In Oakland, Holliday has done little to quiet the skeptics who largely consider his career averages -- .315, 29 homers, 110 RBIs -- a creation of Coors Field. That is debatable because Holliday played in Coors during the humidor era when home runs have been harder to come by. Padres GM Kevin Towers, in fact, is one who believes hitting in Coors is more difficult than in NL bandboxes such as those in Philadelphia and Cincinnati. Yet Holliday hit nearly twice as many homers at Coors than he did on the road with the Rockies.
Coors Field remains batting average-friendly because its vast outfield is difficult for three outfielders to cover, so undoubtedly the Coors effect played into Holliday's career splits with the Rockies: .357 at home, .280 on the road.
Coors or not, Holliday would have posed a bigger concern hitting cleanup behind Pujols than DeRosa.
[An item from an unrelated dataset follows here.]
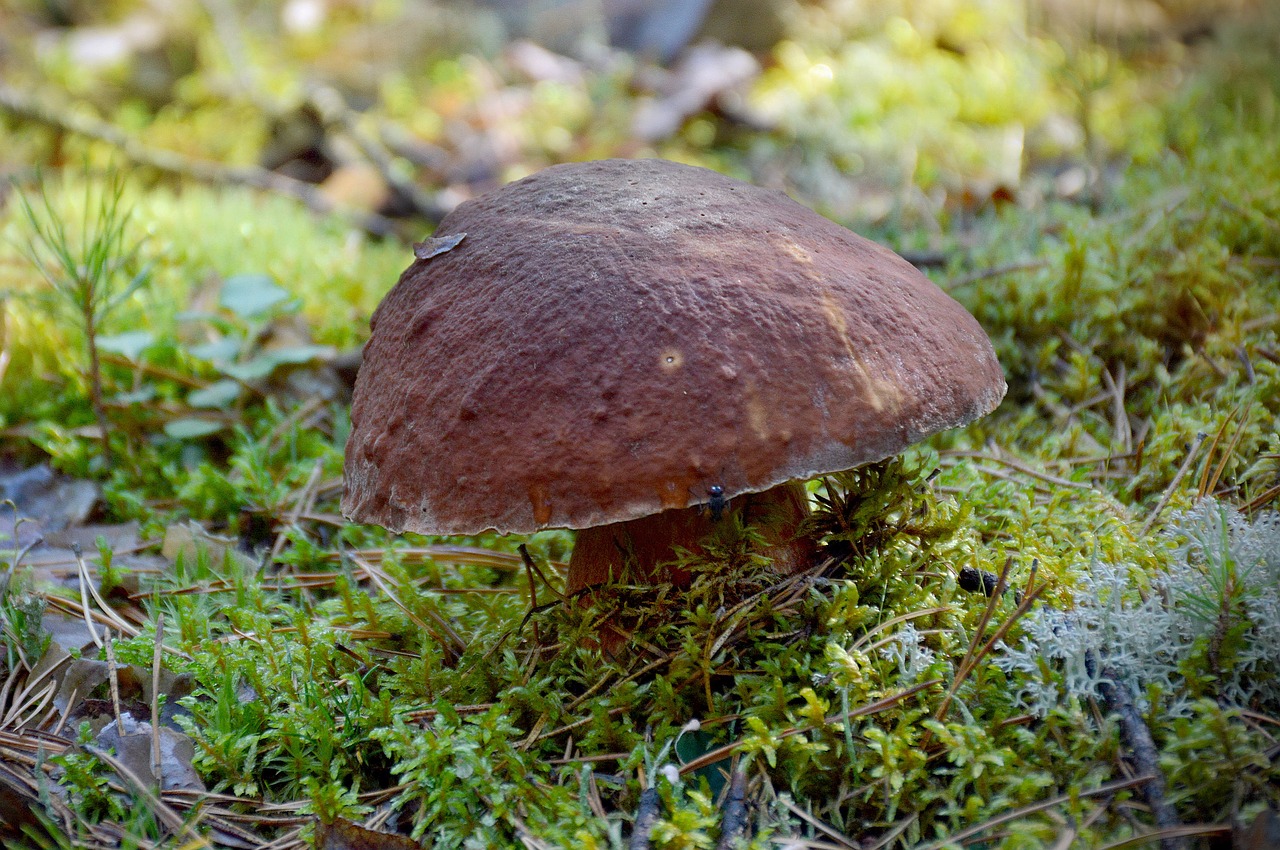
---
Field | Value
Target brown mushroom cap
[342,160,1005,534]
Give me the guy with a .340/36/137 season (Holliday's 2007 line) over the guy who has never hit .300 or had more than 21 homers or 87 RBIs in a season.
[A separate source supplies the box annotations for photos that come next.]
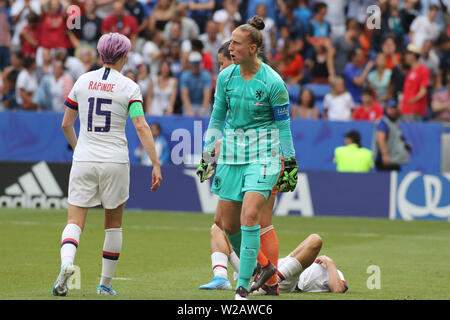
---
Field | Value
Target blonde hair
[236,16,266,52]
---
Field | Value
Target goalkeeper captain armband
[196,151,217,183]
[277,158,298,192]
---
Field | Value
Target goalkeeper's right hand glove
[196,151,217,183]
[277,158,298,192]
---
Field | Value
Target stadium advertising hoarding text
[0,161,450,221]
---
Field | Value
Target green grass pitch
[0,208,450,300]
The Cardinals deserve credit for beating the rest of the teams to DeRosa, and there were several pursuers. Mozeliak said the Indians, 3-11 in their past 14 games, were intent on trading DeRosa by the end of the weekend but as late as Friday, Mozeliak said he didn't think the Cardinals would be the team.
He talked with Indians GM Mark Shapiro on Friday night and Saturday morning, and by Saturday evening a deal was in place. DeRosa was held out of Cleveland's lineup Saturday, and was officially informed of the trade during the Indians' game. He caught a Sunday 6 a.m. flight to St. Louis (through Chicago, he pointed out).
The Indians wanted a young, big-league reliever and the Cardinals had Perez and Jason Motte to offer. The Indians preferred Perez, who has superior numbers and, more important, is a bit more ready to be a closer than the converted catcher Motte. Having Perez aboard gives them better insurance if they move Kerry Wood as they should.
With his club in serious need of offensive help, Cardinals manager Tony La Russa welcomed the move even though he admitted DeRosa doesn't have the kind of bat that can be plugged into the cleanup spot on a regular basis. "He stretches our lineup," was how La Russa put it.
By stretching the lineup -- that is, giving it another solid bat -- DeRosa strengthens the Cardinals' chances of playing in October. Factor in the cost and getting DeRosa was a good move for the Cardinals.
But good doesn't win in October. Great does, and that sometimes doesn't come without a greater gamble.